At the same time, the Fund stressed that targeted and temporary support is needed to protect low-income households, particularly those consuming electricity at lifeline levels.
Authorities have committed to cushioning vulnerable groups through relief measures, including a broader support package and social assistance top-ups.
Banking system stable despite isolated fraud case
On the financial sector, the IMF said a reported 13.2 billion rupee fraud at National Development Bank appeared to be contained within a specific operational area and does not pose systemic risk.
The Central Bank has assessed that the bank remains well-capitalised and liquid, with regulatory ratios above minimum requirements.

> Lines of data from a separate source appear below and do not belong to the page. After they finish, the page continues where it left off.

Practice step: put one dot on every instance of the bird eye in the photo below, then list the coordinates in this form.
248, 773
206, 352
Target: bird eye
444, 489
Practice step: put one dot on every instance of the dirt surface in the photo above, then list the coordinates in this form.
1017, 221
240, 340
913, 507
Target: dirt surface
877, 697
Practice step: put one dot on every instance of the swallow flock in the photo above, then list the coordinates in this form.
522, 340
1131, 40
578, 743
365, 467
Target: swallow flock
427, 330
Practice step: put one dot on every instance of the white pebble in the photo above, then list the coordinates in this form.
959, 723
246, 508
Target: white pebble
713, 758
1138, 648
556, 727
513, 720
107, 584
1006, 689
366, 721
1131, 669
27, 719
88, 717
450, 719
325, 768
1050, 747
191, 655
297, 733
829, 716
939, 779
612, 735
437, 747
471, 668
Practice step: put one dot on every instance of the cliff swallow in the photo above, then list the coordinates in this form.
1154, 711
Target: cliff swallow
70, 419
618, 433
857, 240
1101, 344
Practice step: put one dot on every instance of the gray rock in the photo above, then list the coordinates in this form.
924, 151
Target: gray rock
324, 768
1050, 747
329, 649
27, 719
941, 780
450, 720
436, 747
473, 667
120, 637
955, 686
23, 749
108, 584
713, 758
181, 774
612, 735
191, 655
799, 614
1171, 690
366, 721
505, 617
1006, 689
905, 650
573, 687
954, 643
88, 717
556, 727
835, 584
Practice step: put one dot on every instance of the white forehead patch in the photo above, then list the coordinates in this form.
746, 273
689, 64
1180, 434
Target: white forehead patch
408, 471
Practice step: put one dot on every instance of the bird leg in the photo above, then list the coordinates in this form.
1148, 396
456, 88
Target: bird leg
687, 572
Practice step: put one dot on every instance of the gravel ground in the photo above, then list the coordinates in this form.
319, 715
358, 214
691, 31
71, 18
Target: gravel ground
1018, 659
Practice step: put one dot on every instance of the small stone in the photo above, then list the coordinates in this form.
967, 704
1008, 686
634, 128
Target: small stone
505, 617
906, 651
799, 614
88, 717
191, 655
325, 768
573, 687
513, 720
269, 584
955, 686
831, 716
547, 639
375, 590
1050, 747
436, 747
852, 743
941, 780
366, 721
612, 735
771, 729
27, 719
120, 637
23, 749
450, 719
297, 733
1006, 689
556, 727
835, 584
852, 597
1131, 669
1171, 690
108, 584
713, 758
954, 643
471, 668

The Fund said it is monitoring the situation closely in coordination with regulators.
Reforms and prior actions key for next IMF tranche
The IMF also outlined the next steps under Sri Lanka’s programme, noting that several prior actions must be completed before the next review can be taken to the Executive Board.
These include progress on energy pricing, fuel cost recovery, and financing assurances, alongside continued fiscal reforms.

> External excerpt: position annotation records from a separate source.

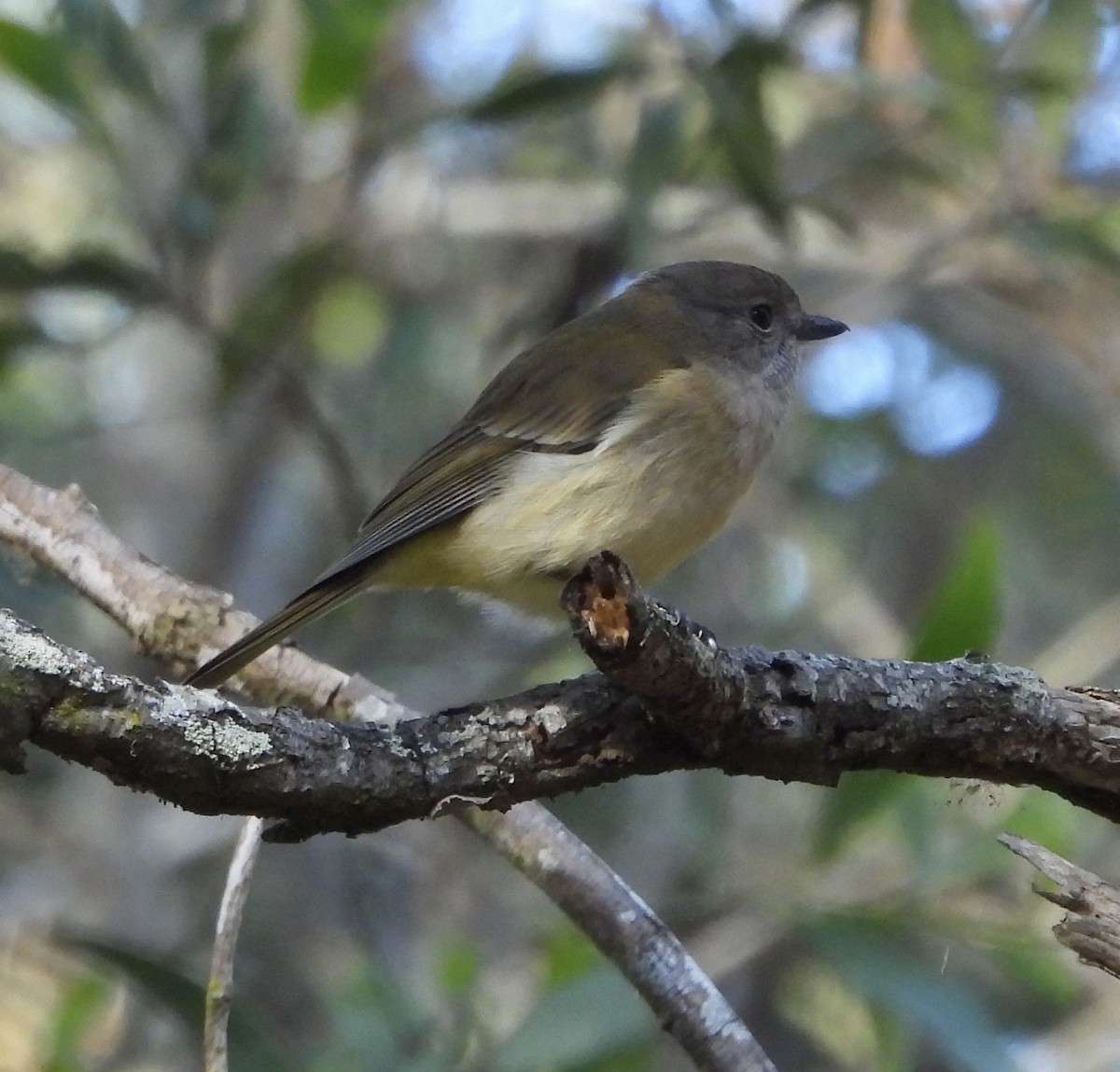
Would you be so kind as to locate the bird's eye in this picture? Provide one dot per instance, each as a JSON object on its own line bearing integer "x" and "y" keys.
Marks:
{"x": 761, "y": 315}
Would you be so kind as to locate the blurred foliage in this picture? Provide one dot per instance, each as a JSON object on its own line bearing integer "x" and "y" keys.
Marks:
{"x": 256, "y": 256}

A Board decision could take place within weeks to a couple of months, depending on the pace of implementation, officials said.
Focus on fiscal risks, tax leakages and state enterprise reform
The Fund highlighted ongoing concerns around non-performing loans, revenue leakages and fiscal risks, pointing to the need for stronger tax administration and more transparent policies.

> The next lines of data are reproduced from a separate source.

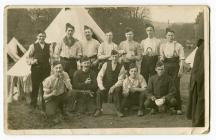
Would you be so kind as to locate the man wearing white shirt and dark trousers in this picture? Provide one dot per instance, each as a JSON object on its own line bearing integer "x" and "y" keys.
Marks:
{"x": 150, "y": 51}
{"x": 39, "y": 59}
{"x": 109, "y": 81}
{"x": 172, "y": 54}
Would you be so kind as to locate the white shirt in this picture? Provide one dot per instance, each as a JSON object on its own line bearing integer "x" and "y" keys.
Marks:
{"x": 105, "y": 49}
{"x": 90, "y": 47}
{"x": 152, "y": 43}
{"x": 102, "y": 73}
{"x": 170, "y": 50}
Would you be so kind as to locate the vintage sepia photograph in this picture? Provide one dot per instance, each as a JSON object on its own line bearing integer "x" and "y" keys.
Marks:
{"x": 106, "y": 69}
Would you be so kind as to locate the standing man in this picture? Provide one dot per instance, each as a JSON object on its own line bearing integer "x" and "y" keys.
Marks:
{"x": 56, "y": 88}
{"x": 69, "y": 50}
{"x": 86, "y": 85}
{"x": 161, "y": 87}
{"x": 131, "y": 49}
{"x": 150, "y": 51}
{"x": 196, "y": 106}
{"x": 172, "y": 54}
{"x": 105, "y": 48}
{"x": 39, "y": 59}
{"x": 109, "y": 81}
{"x": 90, "y": 48}
{"x": 134, "y": 89}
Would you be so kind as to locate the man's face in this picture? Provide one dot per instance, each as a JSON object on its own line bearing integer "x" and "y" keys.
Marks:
{"x": 41, "y": 37}
{"x": 160, "y": 70}
{"x": 58, "y": 69}
{"x": 133, "y": 72}
{"x": 86, "y": 65}
{"x": 70, "y": 32}
{"x": 150, "y": 31}
{"x": 88, "y": 33}
{"x": 170, "y": 36}
{"x": 109, "y": 36}
{"x": 129, "y": 35}
{"x": 114, "y": 58}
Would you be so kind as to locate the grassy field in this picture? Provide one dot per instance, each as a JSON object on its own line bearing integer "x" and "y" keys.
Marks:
{"x": 19, "y": 117}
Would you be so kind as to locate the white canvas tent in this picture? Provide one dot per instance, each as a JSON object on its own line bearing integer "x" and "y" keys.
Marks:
{"x": 12, "y": 49}
{"x": 190, "y": 59}
{"x": 79, "y": 18}
{"x": 76, "y": 16}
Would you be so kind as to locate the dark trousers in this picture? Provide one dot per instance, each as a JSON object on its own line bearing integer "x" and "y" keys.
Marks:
{"x": 69, "y": 66}
{"x": 172, "y": 102}
{"x": 38, "y": 74}
{"x": 148, "y": 66}
{"x": 136, "y": 98}
{"x": 172, "y": 69}
{"x": 104, "y": 97}
{"x": 54, "y": 103}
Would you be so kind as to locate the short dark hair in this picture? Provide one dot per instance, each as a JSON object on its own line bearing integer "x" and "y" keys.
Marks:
{"x": 128, "y": 29}
{"x": 41, "y": 32}
{"x": 87, "y": 28}
{"x": 133, "y": 65}
{"x": 56, "y": 62}
{"x": 149, "y": 25}
{"x": 169, "y": 30}
{"x": 159, "y": 64}
{"x": 84, "y": 58}
{"x": 114, "y": 52}
{"x": 68, "y": 25}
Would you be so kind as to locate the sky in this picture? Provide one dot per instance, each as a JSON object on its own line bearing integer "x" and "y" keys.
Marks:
{"x": 183, "y": 14}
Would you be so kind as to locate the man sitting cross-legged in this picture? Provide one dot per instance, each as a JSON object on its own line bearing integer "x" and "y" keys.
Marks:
{"x": 134, "y": 88}
{"x": 161, "y": 91}
{"x": 56, "y": 87}
{"x": 85, "y": 86}
{"x": 109, "y": 81}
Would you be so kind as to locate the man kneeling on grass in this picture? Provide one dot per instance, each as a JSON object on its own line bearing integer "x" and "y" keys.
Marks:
{"x": 86, "y": 85}
{"x": 56, "y": 87}
{"x": 134, "y": 88}
{"x": 109, "y": 81}
{"x": 161, "y": 91}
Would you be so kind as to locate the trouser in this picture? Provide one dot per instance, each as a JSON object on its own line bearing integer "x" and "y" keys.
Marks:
{"x": 127, "y": 64}
{"x": 38, "y": 74}
{"x": 148, "y": 66}
{"x": 136, "y": 98}
{"x": 172, "y": 69}
{"x": 54, "y": 103}
{"x": 103, "y": 97}
{"x": 85, "y": 102}
{"x": 171, "y": 102}
{"x": 69, "y": 65}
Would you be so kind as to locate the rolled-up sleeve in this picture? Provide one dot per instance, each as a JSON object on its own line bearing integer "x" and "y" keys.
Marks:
{"x": 121, "y": 77}
{"x": 125, "y": 87}
{"x": 142, "y": 81}
{"x": 181, "y": 52}
{"x": 100, "y": 76}
{"x": 47, "y": 85}
{"x": 58, "y": 49}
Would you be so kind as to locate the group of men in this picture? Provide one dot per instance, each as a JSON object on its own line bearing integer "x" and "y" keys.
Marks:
{"x": 108, "y": 72}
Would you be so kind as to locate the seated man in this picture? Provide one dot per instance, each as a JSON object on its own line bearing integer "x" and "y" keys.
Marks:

Officials said fiscal consolidation should focus on improving revenue collection and closing loopholes, rather than relying solely on higher taxes.
There were also calls to reform tax exemptions and strengthen oversight of state-owned enterprises, including SriLankan Airlines, where recent debt restructuring progress was welcomed.
Recovery faces a more complex phase
The IMF said Sri Lanka’s programme continues to benefit from broad stakeholder engagement, including discussions with political parties and parliamentarians on reforms ranging from fuel rationing to anti-corruption measures.
While the tone of discussions has been constructive, the Fund cautioned that the country’s recovery is entering a more challenging phase, with external shocks now playing a larger role.
Sri Lanka’s ability to sustain growth will depend on maintaining reform momentum while managing rising global uncertainty, the IMF said.